O que este guia é, e o que não é
São orientações práticas de viagem escritas para quem já sabe lidar com a própria alergia. Não é orientação médica, e nada aqui substitui o que seu médico ou alergista diz sobre viajar, levar medicação ou o que fazer numa emergência.
O que um restaurante é realmente obrigado a informar
As regras variam enormemente, e saber em qual regime você está muda o jeito de perguntar. Na União Europeia, o Regulamento (UE) n.º 1169/2011 obriga os estabelecimentos a fornecer informação sobre 14 alérgenos — cereais com glúten, crustáceos, ovos, peixe, amendoim, soja, leite, frutos de casca rija, aipo, mostarda, gergelim, sulfitos, tremoço e moluscos — e essa obrigação cobre alimentos não pré-embalados servidos em restaurantes, embora possa ser dada verbalmente desde que haja um aviso indicando perguntar. O Reino Unido aplica os mesmos 14. Nos Estados Unidos, a norma federal de alérgenos vale para alimentos embalados e não obriga restaurantes a declará-los no cardápio, então perguntar diretamente é o único caminho. Em outros lugares, parta do princípio de que nada é obrigatório e pergunte como se não fosse.
Por que um app não é garantia
Um app de tradução traduz o que está impresso no cardápio. Um app de cardápios pode ir além e deduzir ingredientes prováveis e alérgenos comuns a partir da composição de um prato, o que é realmente útil para eliminar vinte pratos em segundos. Nenhum dos dois sabe o que aconteceu naquela cozinha hoje de manhã. As receitas variam por região, por casa e por cozinheiro: o caldo pode ser feito com peixe, o molho engrossado com pasta de castanha, a frigideira apenas limpa com papel em vez de lavada. Use um app para pré-selecionar e para se comunicar, nunca como verificação final.
Os ingredientes que se escondem
Toda culinária tem itens básicos que carregam um alérgeno sem nunca anunciá-lo no cardápio. Conhecer os locais transforma uma preocupação vaga numa pergunta específica.
- Japão: o dashi, base da maioria das sopas e cozidos, costuma ser feito com bonito — peixe em pratos que de resto seriam vegetarianos.
- Tailândia e Vietnã: o molho de peixe é quase universal, e o amendoim aparece em molhos muito além dos pratos óbvios.
- México e Espanha: feijão refrito, massas e tamales são frequentemente feitos com banha.
- Índia: ghee é manteiga, e a pasta de castanha de caju ou amêndoa é uma forma comum de encorpar um curry.
- China: o molho de soja costuma conter trigo, e o óleo de gergelim é finalização em muitos pratos que não o mencionam.

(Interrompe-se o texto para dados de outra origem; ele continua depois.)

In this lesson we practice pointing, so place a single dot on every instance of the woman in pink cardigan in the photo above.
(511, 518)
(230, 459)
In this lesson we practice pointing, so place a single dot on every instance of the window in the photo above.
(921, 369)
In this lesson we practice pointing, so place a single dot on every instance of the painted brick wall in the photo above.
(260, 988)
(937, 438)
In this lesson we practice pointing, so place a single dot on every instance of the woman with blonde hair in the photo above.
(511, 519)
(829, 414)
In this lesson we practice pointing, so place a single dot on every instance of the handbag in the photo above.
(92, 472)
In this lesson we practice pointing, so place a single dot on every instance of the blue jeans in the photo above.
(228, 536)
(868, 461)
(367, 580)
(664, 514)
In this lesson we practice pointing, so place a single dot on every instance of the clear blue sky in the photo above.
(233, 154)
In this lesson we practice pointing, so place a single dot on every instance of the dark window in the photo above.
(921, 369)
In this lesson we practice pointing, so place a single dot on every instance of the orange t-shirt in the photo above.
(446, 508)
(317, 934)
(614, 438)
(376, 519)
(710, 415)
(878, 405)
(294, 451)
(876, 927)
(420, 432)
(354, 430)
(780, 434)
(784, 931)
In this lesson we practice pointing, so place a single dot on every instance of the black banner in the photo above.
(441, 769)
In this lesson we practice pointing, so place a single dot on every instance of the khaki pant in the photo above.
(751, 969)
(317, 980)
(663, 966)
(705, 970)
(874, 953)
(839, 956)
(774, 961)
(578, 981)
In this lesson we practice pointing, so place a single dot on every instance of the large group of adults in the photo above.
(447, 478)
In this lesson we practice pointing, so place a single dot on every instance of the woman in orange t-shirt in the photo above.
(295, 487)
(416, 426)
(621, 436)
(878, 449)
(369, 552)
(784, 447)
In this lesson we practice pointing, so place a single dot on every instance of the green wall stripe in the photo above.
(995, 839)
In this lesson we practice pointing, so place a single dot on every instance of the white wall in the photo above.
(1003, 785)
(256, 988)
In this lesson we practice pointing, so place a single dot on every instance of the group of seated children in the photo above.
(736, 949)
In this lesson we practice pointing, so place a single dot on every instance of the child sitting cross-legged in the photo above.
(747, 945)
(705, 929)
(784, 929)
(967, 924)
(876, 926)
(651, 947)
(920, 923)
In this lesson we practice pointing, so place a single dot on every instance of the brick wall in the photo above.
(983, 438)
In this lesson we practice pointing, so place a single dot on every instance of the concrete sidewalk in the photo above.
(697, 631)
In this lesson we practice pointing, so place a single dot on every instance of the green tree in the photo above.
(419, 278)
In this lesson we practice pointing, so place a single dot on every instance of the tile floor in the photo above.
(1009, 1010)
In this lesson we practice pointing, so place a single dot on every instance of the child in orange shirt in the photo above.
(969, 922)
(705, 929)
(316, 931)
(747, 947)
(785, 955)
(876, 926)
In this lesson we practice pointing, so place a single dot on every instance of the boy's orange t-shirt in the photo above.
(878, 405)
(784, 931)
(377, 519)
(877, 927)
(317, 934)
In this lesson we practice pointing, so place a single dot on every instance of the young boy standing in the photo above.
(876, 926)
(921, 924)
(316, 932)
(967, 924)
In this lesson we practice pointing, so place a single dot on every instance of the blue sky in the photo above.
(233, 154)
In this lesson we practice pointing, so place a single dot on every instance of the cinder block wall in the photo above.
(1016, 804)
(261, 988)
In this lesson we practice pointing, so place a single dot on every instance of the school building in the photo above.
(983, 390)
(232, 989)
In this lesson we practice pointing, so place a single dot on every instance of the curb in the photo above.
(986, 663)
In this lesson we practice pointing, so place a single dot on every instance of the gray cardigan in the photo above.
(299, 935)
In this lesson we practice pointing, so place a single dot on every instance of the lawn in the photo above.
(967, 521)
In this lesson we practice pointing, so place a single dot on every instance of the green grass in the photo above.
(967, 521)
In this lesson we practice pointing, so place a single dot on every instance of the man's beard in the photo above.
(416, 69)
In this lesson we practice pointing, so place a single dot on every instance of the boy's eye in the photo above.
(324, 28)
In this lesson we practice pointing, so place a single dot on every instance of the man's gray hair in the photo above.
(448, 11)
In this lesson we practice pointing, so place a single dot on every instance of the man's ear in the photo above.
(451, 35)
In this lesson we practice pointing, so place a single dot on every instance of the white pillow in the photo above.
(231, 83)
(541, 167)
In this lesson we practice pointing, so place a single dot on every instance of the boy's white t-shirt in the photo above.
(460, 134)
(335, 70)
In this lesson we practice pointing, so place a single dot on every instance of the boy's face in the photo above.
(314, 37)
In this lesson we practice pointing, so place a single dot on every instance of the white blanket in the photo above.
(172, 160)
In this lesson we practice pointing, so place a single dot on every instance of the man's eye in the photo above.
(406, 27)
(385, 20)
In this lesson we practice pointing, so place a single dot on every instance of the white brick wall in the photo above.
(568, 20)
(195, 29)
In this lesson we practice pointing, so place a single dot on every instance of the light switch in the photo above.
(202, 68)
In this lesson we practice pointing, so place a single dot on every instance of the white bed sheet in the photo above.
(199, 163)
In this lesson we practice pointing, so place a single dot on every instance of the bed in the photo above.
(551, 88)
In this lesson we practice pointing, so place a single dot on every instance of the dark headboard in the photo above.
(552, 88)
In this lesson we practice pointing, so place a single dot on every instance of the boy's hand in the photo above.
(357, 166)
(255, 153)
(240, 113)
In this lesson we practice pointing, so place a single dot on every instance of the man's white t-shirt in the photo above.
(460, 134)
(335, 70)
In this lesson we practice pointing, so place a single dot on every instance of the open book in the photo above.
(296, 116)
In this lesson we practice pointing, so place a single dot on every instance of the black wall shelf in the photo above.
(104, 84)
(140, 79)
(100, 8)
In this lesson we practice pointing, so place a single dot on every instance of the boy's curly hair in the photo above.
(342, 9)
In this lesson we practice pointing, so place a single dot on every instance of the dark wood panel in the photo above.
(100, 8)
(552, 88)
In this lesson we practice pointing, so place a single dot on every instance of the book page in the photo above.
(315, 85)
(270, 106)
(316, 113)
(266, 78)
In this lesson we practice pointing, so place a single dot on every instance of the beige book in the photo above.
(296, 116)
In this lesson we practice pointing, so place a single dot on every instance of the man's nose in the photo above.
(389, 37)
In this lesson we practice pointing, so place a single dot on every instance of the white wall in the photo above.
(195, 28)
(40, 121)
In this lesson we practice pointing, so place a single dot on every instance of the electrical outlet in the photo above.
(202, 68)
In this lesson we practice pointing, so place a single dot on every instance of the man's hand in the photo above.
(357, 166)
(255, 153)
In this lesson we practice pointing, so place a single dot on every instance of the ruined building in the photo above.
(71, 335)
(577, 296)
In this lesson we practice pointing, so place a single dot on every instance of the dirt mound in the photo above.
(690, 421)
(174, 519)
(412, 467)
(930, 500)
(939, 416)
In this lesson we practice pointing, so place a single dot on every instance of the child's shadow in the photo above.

- França e Itália: manteiga, creme e anchova aparecem em molhos e temperos que não soam nem a leite nem a peixe.
O cartão de alergia, e como escrever um que funcione
Um cartão no idioma local continua sendo a ferramenta mais eficaz, porque elimina de uma vez a barreira do idioma e o risco de um resumo bem-intencionado. Escreva curto e categórico: nomeie o alérgeno, nomeie os alimentos locais comuns onde ele se esconde, e deixe claro que mesmo uma pequena quantidade é um problema se for o seu caso. Peça a um falante nativo para revisar — um cartão traduzido por máquina que diz algo ambíguo é pior do que nenhum cartão, porque gera tranquilidade com confiança. Leve em papel além do celular: o papel sobrevive a uma bateria acabada e pode ir até a cozinha, o que um celular normalmente não faz.
Na mesa
O horário importa mais do que se imagina. Uma cozinha às 21h30 de sábado não consegue dar à sua pergunta a atenção que ela merece; a mesma cozinha às 19h de terça muitas vezes consegue. Pergunte antes de sentar, enquanto sair ainda é fácil. Pergunte sobre a mecânica específica em vez de no abstrato — se a fritadeira é compartilhada, se o molho é feito na casa, se usam a mesma tábua e a mesma faca — porque «é seguro?» convida a um sim educado e «na fritadeira também frita o peixe empanado?» convida a uma resposta real. Se as respostas ficarem vagas, isso também é uma resposta.
Antes de voar
Leve mais medicação do que a viagem precisa, na bagagem de mão, na embalagem original com rótulo, e confira as regras do destino sobre transportar autoinjetores de adrenalina: vários países tratam isso de forma diferente e alguns exigem documentação. Uma carta curta do seu médico, traduzida, cobre tanto o aeroporto quanto o hospital. Salve o número de emergência local: é 112 em toda a UE e em muitos outros países, 911 nos Estados Unidos e Canadá, 999 no Reino Unido. Verifique também se o seu seguro-viagem trata uma reação alérgica como condição preexistente, porque algumas apólices tratam.